Strategic communications and project management specialist Zuraida Malek of Zeta M Consulting said the rules governing communication have shifted, with responses now shaped continuously by stakeholders, platforms and public perception.
“We are no longer operating in the communication environment we knew even a few years ago,” she said at the Connect & Influence 2026: Corporate Communications in a Shifting World held on 22 April 2026.
The shift comes as Malaysia’s project-driven economy continues to expand. According to the Malaysian Investment Development Authority (MIDA), 8,390 projects were approved in 2025, with investments totalling RM426.7 billion, up 11 per cent from RM384.4 billion in 2024, and expected to create 244,902 jobs.
As projects become more central to growth and competitiveness, Zuraida said communication must move beyond a support function and be treated as a leadership capability that enables alignment, builds confidence and supports faster decision-making.
She pointed to recurring structural issues, including slow decision-making, siloed communication and multiple approval layers, as key reasons organisations falter when under pressure.
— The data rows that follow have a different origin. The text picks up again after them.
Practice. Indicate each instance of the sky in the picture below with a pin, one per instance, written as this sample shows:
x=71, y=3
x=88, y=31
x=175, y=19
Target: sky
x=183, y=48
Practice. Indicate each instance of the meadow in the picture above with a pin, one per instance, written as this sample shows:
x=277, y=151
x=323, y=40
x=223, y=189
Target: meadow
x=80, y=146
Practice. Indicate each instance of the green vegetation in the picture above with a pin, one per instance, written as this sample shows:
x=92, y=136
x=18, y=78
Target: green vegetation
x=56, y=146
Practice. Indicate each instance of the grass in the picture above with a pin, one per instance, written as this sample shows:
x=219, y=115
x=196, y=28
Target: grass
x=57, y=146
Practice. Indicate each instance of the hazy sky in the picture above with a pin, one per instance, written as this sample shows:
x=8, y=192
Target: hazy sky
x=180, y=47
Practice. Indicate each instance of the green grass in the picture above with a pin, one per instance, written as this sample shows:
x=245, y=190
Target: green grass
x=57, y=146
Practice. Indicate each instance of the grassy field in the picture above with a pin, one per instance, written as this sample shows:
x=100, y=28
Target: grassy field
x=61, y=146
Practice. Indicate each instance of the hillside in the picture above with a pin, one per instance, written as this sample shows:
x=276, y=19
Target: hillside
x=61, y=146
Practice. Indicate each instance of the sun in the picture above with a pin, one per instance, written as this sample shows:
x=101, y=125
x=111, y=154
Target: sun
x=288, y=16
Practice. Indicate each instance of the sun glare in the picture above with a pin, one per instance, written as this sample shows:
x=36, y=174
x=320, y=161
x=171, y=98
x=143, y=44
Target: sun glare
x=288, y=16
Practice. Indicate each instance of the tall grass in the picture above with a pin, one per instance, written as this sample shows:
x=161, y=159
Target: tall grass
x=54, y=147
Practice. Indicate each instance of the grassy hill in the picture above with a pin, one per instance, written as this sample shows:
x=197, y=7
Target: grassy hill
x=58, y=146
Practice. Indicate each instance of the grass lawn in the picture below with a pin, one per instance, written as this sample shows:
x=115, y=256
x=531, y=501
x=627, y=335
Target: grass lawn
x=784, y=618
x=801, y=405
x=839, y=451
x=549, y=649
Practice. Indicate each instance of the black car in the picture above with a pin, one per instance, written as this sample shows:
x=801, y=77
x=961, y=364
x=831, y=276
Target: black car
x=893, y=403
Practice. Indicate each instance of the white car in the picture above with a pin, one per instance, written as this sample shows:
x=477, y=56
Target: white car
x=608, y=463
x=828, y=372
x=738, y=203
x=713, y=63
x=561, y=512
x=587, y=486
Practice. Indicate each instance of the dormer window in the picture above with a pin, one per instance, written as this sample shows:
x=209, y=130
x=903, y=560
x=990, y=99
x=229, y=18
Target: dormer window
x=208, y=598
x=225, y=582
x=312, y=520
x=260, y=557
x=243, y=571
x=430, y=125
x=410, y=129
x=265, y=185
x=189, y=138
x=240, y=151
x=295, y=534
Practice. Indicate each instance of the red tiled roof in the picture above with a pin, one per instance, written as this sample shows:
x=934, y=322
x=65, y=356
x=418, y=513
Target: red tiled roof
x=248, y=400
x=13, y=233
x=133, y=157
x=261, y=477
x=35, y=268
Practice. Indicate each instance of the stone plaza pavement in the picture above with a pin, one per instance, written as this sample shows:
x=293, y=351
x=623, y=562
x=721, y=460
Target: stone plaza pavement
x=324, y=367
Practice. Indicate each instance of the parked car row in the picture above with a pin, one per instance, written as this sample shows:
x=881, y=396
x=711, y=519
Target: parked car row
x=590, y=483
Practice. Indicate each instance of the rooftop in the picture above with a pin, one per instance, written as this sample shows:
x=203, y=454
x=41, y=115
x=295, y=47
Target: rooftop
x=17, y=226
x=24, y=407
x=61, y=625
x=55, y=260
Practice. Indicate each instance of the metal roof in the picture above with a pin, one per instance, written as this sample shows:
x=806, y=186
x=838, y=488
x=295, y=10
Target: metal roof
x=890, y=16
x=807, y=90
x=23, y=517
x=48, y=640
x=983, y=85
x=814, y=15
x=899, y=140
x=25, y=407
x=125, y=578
“Most initiatives do not fail because of poor planning alone. They fail because communication collapses under pressure,” she added.
To address this, she outlined the Zeta M Communication Agility Matrix, which identifies five key dimensions: situational awareness, stakeholder intelligence, message calibration, emotional regulation and strategic influence, aimed at enabling more effective real-time alignment and decision-making.
While artificial intelligence can enhance speed, analytics and content generation, she said it does not replace human judgement or credibility.
“Technology can accelerate outcomes, but leadership is still required to read context and respond with humanity,” Zuraida said.
She noted that the next phase of the profession lies in what she described as perception leadership, where communication plays a central role in shaping trust and influence.